Charleroi Mohamed avait même filmé la scène pour humilier sa compagne.


Lorsque Houda appelle la police, le 11 mars 2018, elle est en pleurs, le visage et le corps tuméfiés. Elle peine à raconter ce qui lui est arrivé. La jeune femme accuse Mohamed, le père de sa fille, de l’avoir séquestrée, battue et violée.

La jeune femme explique que, la veille, elle s’est rendue chez son ex, avec qui elle avait rompu, pour régler un problème de pension alimentaire. "Ils ont bu un verre et il a trouvé sa tenue provocante avant de solliciter une relation sexuelle", a précisé le parquet à l’audience du tribunal correctionnel de Charleroi. "Il l’a jetée au sol et l’a rouée de coups avant de lui arracher ses vêtements et de la violer. Après cela, il l’a encore frappée et l’a empêchée de sortir de l’appartement en plaçant un matelas devant la porte. Ce n’est que le lendemain matin, quand son père est arrivé, qu’il a laissé la victime repartir."

Chez Mohamed , les enquêteurs découvrent un string déchiré dans la poubelle. Mais le prévenu avance sa propre version. "Nous n’étions pas du tout séparés. Ce soir-là, on a fait l’amour "nickel". Puis, elle s’est énervée parce que je ne voulais pas aller lui chercher de la drogue. Elle est devenue hystérique alors je l’ai giflée. Elle a arraché ses vêtements. J’avais peur qu’elle casse tout. C’est pour ça que je l’ai enfermée dans le grenier."
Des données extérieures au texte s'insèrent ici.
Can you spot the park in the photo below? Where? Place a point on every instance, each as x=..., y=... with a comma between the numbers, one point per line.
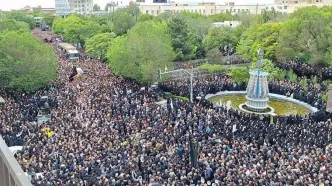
x=133, y=99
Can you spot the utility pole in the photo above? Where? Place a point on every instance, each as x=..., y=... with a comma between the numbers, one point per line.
x=183, y=74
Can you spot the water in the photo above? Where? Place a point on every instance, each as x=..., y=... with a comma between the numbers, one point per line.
x=281, y=107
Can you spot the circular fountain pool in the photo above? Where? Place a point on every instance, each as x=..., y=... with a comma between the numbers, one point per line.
x=281, y=105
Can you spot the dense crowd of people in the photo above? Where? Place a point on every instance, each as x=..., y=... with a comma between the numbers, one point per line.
x=304, y=69
x=108, y=130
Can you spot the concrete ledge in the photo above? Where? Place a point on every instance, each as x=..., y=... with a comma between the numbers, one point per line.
x=11, y=173
x=271, y=96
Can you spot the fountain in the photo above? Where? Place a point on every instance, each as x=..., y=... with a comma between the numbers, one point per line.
x=257, y=90
x=257, y=99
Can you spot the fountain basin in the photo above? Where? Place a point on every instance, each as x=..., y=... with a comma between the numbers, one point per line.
x=282, y=105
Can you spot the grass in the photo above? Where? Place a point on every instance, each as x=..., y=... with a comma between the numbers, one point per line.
x=281, y=107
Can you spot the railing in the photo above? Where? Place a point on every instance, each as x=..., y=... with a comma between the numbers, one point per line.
x=11, y=173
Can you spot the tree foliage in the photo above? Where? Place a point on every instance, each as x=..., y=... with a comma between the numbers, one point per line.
x=263, y=36
x=12, y=25
x=239, y=74
x=96, y=7
x=21, y=16
x=145, y=48
x=26, y=64
x=98, y=44
x=145, y=17
x=75, y=29
x=122, y=22
x=182, y=44
x=307, y=35
x=221, y=17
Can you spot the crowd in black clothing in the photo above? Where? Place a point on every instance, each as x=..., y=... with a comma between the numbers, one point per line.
x=304, y=69
x=108, y=130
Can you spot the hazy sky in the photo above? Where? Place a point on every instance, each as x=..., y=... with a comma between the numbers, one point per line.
x=18, y=4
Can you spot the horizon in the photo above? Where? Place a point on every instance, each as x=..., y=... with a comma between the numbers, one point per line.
x=17, y=4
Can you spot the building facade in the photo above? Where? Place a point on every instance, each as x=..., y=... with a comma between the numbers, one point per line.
x=66, y=7
x=62, y=7
x=39, y=8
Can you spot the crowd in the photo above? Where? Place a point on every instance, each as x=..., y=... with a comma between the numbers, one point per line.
x=304, y=69
x=108, y=130
x=311, y=93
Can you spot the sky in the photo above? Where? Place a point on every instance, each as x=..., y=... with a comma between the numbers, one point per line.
x=18, y=4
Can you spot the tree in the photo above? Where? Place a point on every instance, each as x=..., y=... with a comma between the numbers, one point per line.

Une vidéo filmée par Mohamed a également été versée au dossier. On y voit Houda se traînant au sol, sans culotte et avec le soutien-gorge déchiré. "J’ai voulu garder des preuves de ce qu’elle faisait", raconte le prévenu. Son avocat, Me Puccini, souligne d’ailleurs que c’est son client qui a révélé l’existence de ce film aux policiers… juste au moment où ceux-ci ont saisi son GSM. Pour le parquet, qui a requis sept ans, il s’agit tout simplement d’une humiliation supplémentaire.

Pour Me Puccini, un doute subsistait quant au viol. "La téléphonie démontre qu’ils étaient toujours ensemble. Ce jour-là, elle le relance et l’insulte par SMS. Le légiste ne trouve pas non plus de traces de violences sexuelles", a précisé l’avocat qui sollicitait l’acquittement pour l’agression sexuelle et demandait une peine de travail pour les coups et la détention arbitraire.

Cette version n’a toutefois pas convaincu le tribunal qui a condamné Mohamed à cinq ans de prison pour l’ensemble des faits. Néanmoins, un sursis lui a été octroyé pour ce qui excède la détention préventive.